The significant increase in borrowing costs is putting pressure on buy-to-let profits, especially as many tax benefits for landlords have disappeared.
Buy-to-let interest rates have more than doubled within a year, resulting in reduced profit margins for investors with mortgages.
Those with expiring fixed-rate deals will be significantly impacted, and increased mortgage costs make it harder for new landlords to enter the market.
Higher interest rates, combined with recent tax changes, have further complicated matters. As of 2020, landlords owning properties under their names can no longer deduct all interest bills from rental income for tax purposes.
Landlords must now pay extra attention to their finances, including taxes.
In addition to our full property portfolio tax calculator, We have created the following quick buy to let tool to show how much profit to expect when adding a property to your portfolio - or if you're thinking about letting your first property.
Although some tax breaks have disappeared, underused tax reliefs are still available for those who know where to look.

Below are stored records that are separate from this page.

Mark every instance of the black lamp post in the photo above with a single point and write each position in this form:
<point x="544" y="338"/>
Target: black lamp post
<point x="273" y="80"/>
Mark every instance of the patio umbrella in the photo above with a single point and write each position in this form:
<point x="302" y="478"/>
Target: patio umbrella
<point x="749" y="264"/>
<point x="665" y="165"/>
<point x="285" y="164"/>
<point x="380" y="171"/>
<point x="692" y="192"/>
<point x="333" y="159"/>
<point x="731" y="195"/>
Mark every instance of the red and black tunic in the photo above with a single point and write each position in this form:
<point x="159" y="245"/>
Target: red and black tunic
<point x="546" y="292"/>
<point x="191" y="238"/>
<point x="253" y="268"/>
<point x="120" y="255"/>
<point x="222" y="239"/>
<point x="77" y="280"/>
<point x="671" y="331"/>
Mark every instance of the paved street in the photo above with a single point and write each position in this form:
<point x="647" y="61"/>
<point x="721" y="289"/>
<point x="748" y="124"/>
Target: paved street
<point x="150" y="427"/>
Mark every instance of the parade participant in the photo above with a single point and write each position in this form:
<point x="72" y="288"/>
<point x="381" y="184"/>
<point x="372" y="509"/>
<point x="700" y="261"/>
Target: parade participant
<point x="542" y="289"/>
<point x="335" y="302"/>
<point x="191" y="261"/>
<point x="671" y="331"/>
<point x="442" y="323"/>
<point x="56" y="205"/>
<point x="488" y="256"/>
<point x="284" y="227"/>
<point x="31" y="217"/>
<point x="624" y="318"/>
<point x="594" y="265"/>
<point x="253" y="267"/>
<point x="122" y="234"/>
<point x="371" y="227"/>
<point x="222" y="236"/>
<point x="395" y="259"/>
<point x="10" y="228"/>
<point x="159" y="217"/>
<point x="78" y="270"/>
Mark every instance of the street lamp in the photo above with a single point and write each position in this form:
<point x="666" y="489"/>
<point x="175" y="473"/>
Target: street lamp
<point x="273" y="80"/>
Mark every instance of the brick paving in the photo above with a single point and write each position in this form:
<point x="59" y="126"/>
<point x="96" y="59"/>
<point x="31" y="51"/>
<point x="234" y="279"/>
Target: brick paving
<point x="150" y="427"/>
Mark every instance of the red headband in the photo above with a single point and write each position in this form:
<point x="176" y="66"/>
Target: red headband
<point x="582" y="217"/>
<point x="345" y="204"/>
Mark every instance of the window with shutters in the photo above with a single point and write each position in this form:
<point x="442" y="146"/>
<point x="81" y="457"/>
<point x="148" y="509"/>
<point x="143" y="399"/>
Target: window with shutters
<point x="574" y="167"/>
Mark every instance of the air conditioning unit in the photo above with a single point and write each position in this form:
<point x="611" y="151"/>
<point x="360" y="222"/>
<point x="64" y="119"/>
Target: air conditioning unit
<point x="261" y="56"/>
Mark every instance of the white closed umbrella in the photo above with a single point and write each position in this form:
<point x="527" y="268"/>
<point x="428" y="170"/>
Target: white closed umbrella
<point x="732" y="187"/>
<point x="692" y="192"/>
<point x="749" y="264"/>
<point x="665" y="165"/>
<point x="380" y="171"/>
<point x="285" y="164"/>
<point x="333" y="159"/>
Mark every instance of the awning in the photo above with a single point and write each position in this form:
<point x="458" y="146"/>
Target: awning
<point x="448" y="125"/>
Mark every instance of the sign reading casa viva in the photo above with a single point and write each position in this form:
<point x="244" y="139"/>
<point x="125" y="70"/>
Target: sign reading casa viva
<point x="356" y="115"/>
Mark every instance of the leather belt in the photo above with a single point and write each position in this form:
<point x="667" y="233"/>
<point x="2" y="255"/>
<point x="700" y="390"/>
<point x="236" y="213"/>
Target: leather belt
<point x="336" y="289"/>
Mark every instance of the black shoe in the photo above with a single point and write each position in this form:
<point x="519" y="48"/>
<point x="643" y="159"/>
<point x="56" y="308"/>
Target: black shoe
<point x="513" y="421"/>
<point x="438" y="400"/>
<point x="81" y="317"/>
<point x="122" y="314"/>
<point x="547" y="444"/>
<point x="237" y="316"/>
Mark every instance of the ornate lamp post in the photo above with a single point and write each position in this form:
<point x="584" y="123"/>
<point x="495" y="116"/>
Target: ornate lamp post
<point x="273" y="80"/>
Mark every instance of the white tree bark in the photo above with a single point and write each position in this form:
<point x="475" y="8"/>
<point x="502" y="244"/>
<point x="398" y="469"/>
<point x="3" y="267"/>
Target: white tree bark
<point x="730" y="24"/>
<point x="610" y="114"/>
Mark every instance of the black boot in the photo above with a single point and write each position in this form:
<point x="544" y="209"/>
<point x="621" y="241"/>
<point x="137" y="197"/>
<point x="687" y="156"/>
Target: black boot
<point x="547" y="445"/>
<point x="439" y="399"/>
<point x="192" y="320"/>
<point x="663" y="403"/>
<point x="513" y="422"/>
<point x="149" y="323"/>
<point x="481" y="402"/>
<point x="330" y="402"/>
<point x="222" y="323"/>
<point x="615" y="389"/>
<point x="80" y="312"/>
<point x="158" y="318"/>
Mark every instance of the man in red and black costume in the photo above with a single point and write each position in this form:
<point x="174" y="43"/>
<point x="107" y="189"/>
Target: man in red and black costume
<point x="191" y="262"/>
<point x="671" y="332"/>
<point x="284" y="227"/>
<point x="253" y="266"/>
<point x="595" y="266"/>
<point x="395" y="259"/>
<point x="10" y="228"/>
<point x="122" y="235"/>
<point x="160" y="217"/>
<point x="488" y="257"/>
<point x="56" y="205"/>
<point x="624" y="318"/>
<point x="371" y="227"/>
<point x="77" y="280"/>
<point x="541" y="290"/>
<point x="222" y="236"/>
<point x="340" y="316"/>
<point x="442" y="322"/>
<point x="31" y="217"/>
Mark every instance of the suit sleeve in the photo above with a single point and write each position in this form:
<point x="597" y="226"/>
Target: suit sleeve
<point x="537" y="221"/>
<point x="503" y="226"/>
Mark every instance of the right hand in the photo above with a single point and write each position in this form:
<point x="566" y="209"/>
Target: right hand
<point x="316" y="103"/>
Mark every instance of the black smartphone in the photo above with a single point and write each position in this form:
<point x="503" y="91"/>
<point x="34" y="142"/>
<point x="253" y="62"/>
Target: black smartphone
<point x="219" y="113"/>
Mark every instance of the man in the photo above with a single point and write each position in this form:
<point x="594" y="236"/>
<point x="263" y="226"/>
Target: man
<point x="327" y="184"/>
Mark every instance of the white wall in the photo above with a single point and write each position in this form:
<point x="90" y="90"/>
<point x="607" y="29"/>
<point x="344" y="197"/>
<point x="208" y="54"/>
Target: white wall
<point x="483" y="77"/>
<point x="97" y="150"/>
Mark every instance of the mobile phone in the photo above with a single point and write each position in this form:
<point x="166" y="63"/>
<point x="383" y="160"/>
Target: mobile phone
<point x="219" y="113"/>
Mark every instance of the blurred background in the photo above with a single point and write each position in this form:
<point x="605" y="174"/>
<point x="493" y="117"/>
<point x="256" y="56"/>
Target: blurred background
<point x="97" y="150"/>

Landlords can claim back property maintenance and operation costs by deducting them from rental income when filing a tax return.
These expenses include insurance, letting agent fees, and payments to cleaners and gardeners, as well as less tangible costs like travel between rental properties and property-related phone calls or texts.

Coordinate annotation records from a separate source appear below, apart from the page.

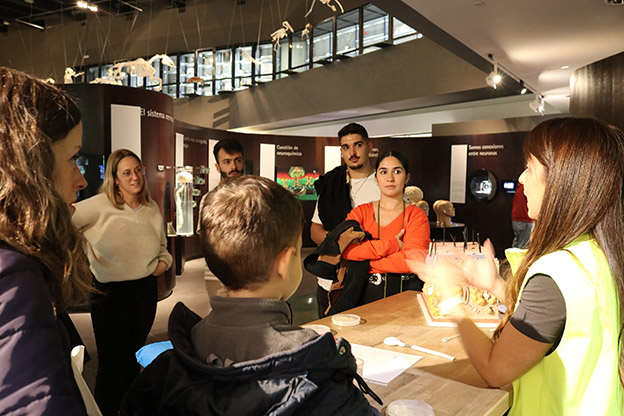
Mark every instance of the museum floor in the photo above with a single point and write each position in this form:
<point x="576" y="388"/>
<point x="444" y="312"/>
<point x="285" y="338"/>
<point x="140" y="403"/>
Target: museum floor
<point x="191" y="289"/>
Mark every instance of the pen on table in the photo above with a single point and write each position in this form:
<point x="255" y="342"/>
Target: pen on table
<point x="432" y="352"/>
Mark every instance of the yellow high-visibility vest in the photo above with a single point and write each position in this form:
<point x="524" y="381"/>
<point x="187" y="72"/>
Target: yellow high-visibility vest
<point x="581" y="376"/>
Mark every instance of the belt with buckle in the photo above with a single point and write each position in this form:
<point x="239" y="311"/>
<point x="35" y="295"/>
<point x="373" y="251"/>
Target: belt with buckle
<point x="377" y="278"/>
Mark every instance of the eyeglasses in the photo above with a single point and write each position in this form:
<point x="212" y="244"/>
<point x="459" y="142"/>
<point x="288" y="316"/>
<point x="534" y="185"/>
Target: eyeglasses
<point x="127" y="174"/>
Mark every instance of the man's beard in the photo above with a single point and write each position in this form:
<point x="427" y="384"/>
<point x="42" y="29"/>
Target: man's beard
<point x="356" y="167"/>
<point x="225" y="175"/>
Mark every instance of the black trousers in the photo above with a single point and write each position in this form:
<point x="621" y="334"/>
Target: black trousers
<point x="122" y="317"/>
<point x="322" y="301"/>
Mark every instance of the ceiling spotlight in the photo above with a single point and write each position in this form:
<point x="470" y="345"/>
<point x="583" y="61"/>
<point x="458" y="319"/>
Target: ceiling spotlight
<point x="84" y="5"/>
<point x="537" y="105"/>
<point x="523" y="89"/>
<point x="494" y="78"/>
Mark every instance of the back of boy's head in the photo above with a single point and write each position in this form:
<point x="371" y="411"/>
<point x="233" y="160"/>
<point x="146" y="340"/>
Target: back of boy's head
<point x="245" y="223"/>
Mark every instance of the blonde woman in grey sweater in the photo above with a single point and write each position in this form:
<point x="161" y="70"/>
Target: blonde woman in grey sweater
<point x="127" y="249"/>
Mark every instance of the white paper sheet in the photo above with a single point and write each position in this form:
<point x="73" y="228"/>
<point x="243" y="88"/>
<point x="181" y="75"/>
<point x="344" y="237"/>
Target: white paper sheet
<point x="382" y="366"/>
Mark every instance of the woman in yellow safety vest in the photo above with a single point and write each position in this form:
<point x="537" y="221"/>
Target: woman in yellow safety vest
<point x="560" y="342"/>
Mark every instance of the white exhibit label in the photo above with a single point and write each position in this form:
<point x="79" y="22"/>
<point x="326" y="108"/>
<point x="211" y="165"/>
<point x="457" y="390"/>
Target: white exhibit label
<point x="126" y="128"/>
<point x="459" y="163"/>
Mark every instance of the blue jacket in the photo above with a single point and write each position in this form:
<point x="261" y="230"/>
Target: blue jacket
<point x="35" y="367"/>
<point x="315" y="379"/>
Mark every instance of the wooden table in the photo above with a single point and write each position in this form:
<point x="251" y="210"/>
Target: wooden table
<point x="450" y="387"/>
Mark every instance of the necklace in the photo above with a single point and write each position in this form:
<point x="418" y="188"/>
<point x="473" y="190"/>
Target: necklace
<point x="355" y="192"/>
<point x="379" y="219"/>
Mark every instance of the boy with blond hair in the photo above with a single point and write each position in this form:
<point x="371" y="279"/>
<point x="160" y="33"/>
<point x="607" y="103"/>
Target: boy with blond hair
<point x="246" y="357"/>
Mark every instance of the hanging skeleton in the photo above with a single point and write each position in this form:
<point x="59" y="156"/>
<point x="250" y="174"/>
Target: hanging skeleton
<point x="281" y="33"/>
<point x="139" y="67"/>
<point x="305" y="34"/>
<point x="68" y="78"/>
<point x="327" y="3"/>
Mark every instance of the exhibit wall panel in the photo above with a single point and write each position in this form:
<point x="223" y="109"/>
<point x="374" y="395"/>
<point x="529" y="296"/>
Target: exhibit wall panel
<point x="299" y="160"/>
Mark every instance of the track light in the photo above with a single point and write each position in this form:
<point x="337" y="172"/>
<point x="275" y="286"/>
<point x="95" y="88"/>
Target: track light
<point x="85" y="5"/>
<point x="523" y="88"/>
<point x="537" y="105"/>
<point x="494" y="78"/>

Deducting these expenses can make a significant difference. To qualify for these deductions, ensure that the expenses are "wholly and exclusively" for business purposes.
Keep in mind that property repairs do not include making improvements, and such costs cannot be deducted.
Landlords can also claim a £1,000 property allowance each year in tax-free rental income. If you co-own a buy-to-let property with someone else, both parties can claim the allowance. However, you cannot claim both the property allowance and rental expenses – you must choose one.
If your rental expenses for the year are less than £1,000, claiming the property allowance would be more beneficial. If your rental income is under £1,000 a year, the entire amount is tax-free and doesn't need to be declared to HMRC. However, any amount over the threshold must be declared, and allowances must be actively claimed.
Additionally, homeowners who rent out a furnished room in their main home can benefit from the Rent a Room scheme, which offers a £7,500 tax-free allowance on rental income. If the income is shared jointly, the allowance is split into £3,750 each.
If you plan to rent a room in your main home and have a residential mortgage, ensure you receive permission from your lender first, as not informing them can lead to serious consequences.